Johansson also said eco fashion is “not just about organic cotton anymore, the possibilities for creating a complete fashion statement with eco smart materials are huge now.” There is a distinct focus on sustainability too, and the way materials are cultivated that are used in clothing. The H&M collection uses materials such as organic cotton, Tencel, recycled polyester, wool, polyamide or cotton and organic linen. Organic cotton is cultivated without the use of chemical pesticides and fertilizers which means that it is less polluting for the environment.

This approach is similar to the one taken by Alberta Ferretti and Emma Watson in the Pure Threads capsule collection. “This collection is completely organic, from the picking and spinning of our cottons to the washing, weaving and dying of our textiles” Ferretti said. The collection contains 5 pieces: two dresses, one shirt, one pair of shorts, and one maxi skirt. Inspiration was taken from style icon Jane Birkin with the skirt being tired and the denim shorts and dresses having detailed embroidery and lace. In an interview with Women’s Wear Daily Emma said she was pleased “that a luxury brand such as Alberta Ferretti has decided to create ecological clothes. I believe this is a big step forward for all of the international fashion industry, but also an important step for an increased sensitivity to the problem of ecology.” Also, part of the proceeds will go to People Tree, a charity that Emma designed a line for last year, and who promote fair-trade practices.

Pictured above: A dress from the Pure Threads collection and jewellery from Mimco’s Made collection.

Iconic French fashion house YSL have also begun to implement fair-trade practices, as promoted by People Tree, with the creation of the Muse 2 artisanal bag. Working with women from the Gafreh organisation in Burkina Faso, the Muse 2 bag is made completely from recycled materials, specifically plastic and cotton. So far only 60 pieces have been made and are available exclusively from the YSL Paris store.

Last but not least, more Australian designers are starting to promote fair-trade practices too. Mimco has recently collaborated with the international fair-trade fashion brand Made to produce a jewellery line. Made works with artisans in Nairobi using local and recycled materials such as recycled glass, olive wood beads, gold plated steel chains, bone and leather. The Made for Mimco range is available online and includes stunning hand-made necklaces, earrings, bracelets and also leather pouches.

With only a small number of pieces available (14 to be exact), similar to the Pure Threads collection and YSL bag, we hope that this is just the beginning of many greener and cleaner fashion collaborations.

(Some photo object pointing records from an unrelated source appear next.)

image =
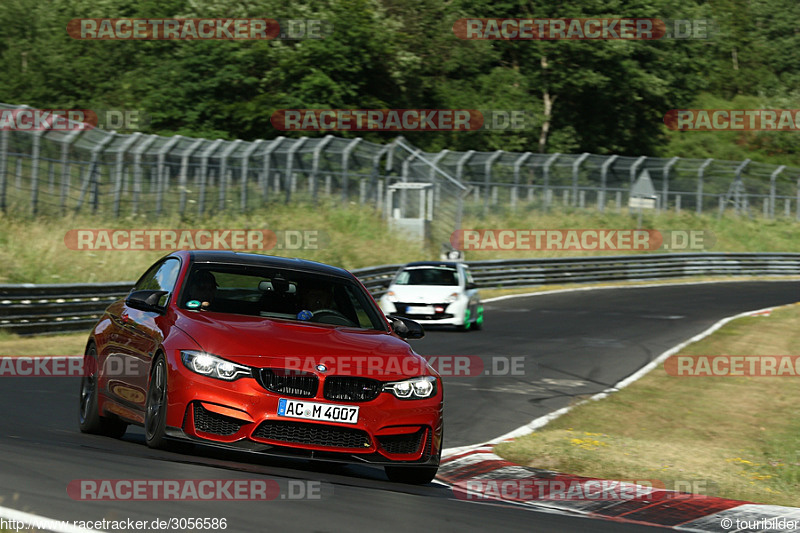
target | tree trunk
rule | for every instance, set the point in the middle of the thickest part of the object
(548, 101)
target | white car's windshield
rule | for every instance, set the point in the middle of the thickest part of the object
(428, 276)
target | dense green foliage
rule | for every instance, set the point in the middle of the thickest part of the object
(607, 96)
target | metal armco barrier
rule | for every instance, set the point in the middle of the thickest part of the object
(41, 309)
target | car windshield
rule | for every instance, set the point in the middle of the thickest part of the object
(279, 293)
(427, 276)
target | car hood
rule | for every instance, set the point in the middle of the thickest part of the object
(424, 293)
(263, 342)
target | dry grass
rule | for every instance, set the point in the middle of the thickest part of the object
(33, 250)
(72, 344)
(737, 435)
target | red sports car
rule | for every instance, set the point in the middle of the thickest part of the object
(265, 354)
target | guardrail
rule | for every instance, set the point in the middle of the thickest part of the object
(29, 309)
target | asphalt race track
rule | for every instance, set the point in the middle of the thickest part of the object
(573, 343)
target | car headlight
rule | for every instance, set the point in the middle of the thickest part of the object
(412, 389)
(213, 366)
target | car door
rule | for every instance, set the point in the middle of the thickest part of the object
(470, 291)
(137, 335)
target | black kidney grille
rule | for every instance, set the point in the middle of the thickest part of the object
(209, 422)
(289, 382)
(408, 443)
(315, 434)
(351, 389)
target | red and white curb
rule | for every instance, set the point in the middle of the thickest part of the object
(476, 473)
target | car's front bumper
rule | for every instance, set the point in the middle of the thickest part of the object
(243, 415)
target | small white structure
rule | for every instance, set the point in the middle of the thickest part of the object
(413, 226)
(643, 193)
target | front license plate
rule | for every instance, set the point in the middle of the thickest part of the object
(318, 411)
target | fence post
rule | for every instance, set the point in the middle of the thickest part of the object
(377, 184)
(268, 166)
(772, 179)
(517, 165)
(546, 175)
(3, 167)
(223, 173)
(35, 153)
(460, 165)
(183, 177)
(65, 172)
(487, 172)
(700, 175)
(633, 170)
(346, 166)
(290, 155)
(161, 177)
(90, 174)
(797, 202)
(246, 169)
(432, 177)
(576, 168)
(739, 187)
(601, 196)
(204, 157)
(137, 169)
(665, 186)
(312, 179)
(119, 171)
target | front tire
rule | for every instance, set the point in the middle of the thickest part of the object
(89, 419)
(412, 475)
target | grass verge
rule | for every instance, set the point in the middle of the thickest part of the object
(33, 250)
(736, 435)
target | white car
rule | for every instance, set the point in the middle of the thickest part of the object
(433, 293)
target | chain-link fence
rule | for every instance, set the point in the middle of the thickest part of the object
(57, 171)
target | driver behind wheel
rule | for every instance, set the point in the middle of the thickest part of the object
(314, 297)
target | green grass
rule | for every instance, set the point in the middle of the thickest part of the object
(735, 434)
(33, 250)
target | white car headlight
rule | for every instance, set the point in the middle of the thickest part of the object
(452, 298)
(412, 389)
(213, 366)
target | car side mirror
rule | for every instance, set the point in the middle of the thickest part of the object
(406, 328)
(146, 300)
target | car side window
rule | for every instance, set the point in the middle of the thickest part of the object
(160, 277)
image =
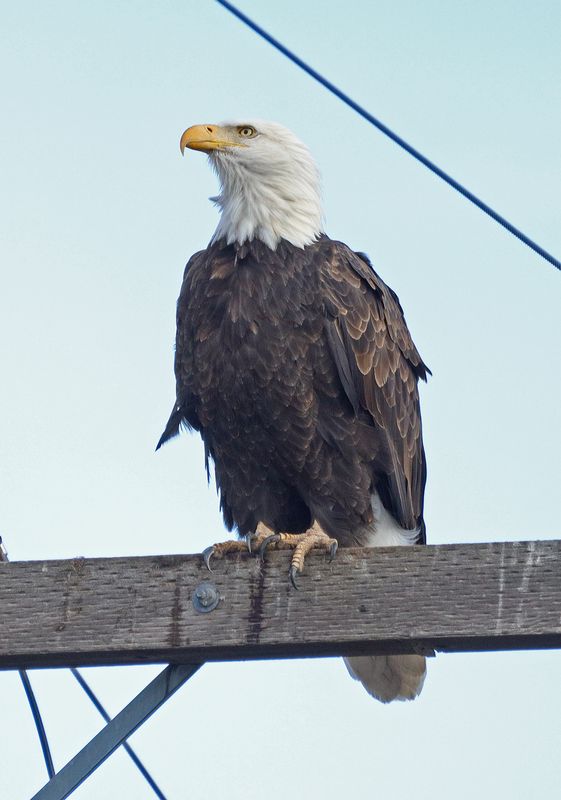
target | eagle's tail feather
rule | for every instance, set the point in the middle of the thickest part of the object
(389, 678)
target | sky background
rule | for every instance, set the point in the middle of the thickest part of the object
(98, 215)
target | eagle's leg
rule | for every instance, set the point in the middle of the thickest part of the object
(301, 543)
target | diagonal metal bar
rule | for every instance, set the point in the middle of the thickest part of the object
(116, 732)
(130, 752)
(43, 741)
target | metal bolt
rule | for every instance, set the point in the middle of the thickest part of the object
(205, 597)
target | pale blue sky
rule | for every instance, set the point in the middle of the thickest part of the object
(98, 216)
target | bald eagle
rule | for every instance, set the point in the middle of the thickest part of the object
(294, 362)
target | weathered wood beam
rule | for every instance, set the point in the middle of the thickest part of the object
(135, 610)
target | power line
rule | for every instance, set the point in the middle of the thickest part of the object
(135, 759)
(388, 132)
(38, 722)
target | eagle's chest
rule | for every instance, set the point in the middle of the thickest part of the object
(254, 333)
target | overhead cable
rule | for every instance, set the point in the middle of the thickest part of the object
(388, 132)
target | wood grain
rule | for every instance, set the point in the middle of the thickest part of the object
(135, 610)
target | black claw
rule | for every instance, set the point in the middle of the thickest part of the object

Do you think these collaborations from fashion fashion, mid-range and high-end fashion is a sign of fashion moving towards a more eco-friendly future?


By Katie Hill.

Katie Hill loves writing about fashion from all over the world. A self-confessed shopaholic, she is always seeking out the lastest news and newest trends.

1 Comment

  • Inger says:

    Hi Katie
    Thanks for a great article on fair trade fashion.
    I would hope we are at the beginning of a slowly-growing trend towards fair trade and ethical production of clothing, particularly in a trend based niche such as fashion.
    People such as Emma Watson and Safia Minney have done such wonderful things to bring Fair Trade garments out of the hemp sack phase and into the fashion world.
    Lets hope it is simply the start of something bigger as consumers become more aware and start to buy from the heart.